The full documentary can be viewed here, along with his exploits in Hong Kong and Bangkok. If you want to skip ahead to his visit, jump to 26:55.
If you're too lazy to watch the whole thing anyway, here's Bowie watching a Chinese opera performance among unsuspecting Singaporeans, interspersed with him performing 'Heroes' at the old National Stadium. Sucks he isn't performing live anymore.
UPDATE: It appears this blogpost by film historian and author Benjamin Slater lends some context into Bowie's Singapore trip. A fascinating read that highlights our country's then-aversion towards international pop and rock music at that time, a move that prevented bands like Led Zeppelin and Black Sabbath from performing here previously in the 70s.

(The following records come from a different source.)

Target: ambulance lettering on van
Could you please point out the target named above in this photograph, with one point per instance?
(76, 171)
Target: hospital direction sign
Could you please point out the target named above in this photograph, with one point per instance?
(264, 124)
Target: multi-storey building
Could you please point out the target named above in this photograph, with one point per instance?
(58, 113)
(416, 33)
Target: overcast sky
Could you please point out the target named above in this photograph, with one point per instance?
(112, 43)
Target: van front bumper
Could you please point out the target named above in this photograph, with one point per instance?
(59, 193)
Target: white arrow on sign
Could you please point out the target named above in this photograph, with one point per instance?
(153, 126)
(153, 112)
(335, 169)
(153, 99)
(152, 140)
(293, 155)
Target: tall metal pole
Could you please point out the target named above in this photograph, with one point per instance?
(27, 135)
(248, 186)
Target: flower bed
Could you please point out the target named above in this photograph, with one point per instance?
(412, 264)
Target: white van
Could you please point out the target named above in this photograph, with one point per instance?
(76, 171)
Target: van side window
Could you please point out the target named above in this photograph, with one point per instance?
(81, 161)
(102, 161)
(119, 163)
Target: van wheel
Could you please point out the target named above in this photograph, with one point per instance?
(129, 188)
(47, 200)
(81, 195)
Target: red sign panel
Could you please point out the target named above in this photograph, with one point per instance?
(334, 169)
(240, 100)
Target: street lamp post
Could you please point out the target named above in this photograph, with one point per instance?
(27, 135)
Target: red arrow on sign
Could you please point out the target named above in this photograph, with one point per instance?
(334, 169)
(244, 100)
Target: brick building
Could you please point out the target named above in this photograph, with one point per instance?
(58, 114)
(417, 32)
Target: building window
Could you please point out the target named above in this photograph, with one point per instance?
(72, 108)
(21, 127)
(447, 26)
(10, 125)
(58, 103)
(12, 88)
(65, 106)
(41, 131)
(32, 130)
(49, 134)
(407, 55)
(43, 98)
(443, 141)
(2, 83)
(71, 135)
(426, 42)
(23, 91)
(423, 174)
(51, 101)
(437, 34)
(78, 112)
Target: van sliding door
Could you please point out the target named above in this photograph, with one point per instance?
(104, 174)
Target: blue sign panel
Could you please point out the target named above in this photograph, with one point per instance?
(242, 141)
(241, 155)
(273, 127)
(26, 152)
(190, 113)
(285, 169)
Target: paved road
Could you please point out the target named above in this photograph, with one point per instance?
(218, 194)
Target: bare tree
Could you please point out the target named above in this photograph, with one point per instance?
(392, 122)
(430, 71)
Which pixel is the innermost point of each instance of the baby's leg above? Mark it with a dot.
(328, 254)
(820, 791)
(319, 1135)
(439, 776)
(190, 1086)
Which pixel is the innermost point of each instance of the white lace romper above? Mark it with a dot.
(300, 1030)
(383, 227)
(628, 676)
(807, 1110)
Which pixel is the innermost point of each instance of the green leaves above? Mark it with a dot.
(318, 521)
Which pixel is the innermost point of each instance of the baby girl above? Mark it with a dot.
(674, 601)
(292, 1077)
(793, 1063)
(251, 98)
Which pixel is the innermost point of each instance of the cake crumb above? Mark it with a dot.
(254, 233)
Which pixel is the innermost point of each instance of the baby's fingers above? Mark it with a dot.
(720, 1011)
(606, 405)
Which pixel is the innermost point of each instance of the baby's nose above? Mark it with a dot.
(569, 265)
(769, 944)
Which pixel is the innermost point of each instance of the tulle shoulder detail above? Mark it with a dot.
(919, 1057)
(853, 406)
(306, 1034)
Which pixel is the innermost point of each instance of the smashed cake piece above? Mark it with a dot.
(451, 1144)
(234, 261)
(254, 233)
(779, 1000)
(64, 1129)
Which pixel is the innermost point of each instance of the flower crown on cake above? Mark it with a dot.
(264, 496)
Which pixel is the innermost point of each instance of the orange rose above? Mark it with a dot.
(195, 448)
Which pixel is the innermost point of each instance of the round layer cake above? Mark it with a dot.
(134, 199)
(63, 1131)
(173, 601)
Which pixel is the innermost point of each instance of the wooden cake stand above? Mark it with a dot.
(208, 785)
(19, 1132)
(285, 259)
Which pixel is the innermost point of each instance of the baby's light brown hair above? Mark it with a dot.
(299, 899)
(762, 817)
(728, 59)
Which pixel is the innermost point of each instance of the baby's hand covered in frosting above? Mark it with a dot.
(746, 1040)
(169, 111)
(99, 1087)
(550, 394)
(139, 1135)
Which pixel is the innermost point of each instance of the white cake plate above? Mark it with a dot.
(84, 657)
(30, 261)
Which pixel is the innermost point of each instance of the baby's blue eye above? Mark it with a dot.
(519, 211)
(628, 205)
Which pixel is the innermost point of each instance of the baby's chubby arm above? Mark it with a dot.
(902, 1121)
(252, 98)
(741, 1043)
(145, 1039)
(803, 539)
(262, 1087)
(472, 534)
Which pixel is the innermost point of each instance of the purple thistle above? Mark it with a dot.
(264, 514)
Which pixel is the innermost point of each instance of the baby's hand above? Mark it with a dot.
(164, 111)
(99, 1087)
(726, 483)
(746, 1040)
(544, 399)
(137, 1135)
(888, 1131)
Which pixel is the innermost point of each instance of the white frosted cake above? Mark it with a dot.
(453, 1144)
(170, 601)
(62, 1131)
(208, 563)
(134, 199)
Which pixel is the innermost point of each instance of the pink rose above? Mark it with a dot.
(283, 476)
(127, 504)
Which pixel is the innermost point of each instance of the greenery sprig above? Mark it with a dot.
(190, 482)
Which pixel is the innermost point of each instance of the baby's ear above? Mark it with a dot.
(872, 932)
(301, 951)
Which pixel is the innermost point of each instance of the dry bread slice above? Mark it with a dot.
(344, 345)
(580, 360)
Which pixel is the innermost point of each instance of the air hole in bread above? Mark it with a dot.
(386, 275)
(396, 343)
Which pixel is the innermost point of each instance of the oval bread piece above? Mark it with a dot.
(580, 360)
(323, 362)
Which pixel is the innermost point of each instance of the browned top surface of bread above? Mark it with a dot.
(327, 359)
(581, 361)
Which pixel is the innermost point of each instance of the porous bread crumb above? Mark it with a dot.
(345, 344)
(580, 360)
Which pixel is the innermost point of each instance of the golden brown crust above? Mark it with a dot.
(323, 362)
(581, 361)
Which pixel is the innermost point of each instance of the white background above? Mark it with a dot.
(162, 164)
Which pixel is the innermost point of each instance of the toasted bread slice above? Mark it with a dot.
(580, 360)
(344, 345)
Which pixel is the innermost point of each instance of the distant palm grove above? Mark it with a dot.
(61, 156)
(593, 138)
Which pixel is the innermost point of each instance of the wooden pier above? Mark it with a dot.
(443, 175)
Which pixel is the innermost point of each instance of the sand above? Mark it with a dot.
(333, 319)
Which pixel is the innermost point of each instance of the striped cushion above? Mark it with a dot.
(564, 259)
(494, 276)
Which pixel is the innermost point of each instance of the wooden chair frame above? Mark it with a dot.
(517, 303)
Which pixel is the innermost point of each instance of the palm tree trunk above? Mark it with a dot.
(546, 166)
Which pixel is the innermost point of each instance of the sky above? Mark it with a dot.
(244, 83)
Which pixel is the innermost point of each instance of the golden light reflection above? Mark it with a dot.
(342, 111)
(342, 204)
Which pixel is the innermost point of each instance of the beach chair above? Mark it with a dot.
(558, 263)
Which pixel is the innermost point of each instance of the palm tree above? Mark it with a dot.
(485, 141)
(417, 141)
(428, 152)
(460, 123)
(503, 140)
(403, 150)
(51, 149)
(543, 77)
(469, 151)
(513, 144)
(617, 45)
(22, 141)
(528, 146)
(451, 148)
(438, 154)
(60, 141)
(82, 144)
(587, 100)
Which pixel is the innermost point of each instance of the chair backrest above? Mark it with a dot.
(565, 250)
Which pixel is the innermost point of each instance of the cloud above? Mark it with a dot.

"[documentary director Gerry Troyna] recalls that until the gig happened they all “thought we were going to get thrown out.” This situation isn’t referred to in Ricochet, but a high level of tension and discontent creeps into the Singapore segment. Troyna says that the script outlined the “points we wanted to make about each country", Singapore was intended to reflect “alienation and submission to the state”, but of course there would be a great deal of improvisation. The director walked around Orchard Road and discovered Far East Plaza, Singapore’s newest and (at that time) largest, shopping mall, opened only a few months earlier. It was a suitably “alienating” place. Bowie agreed."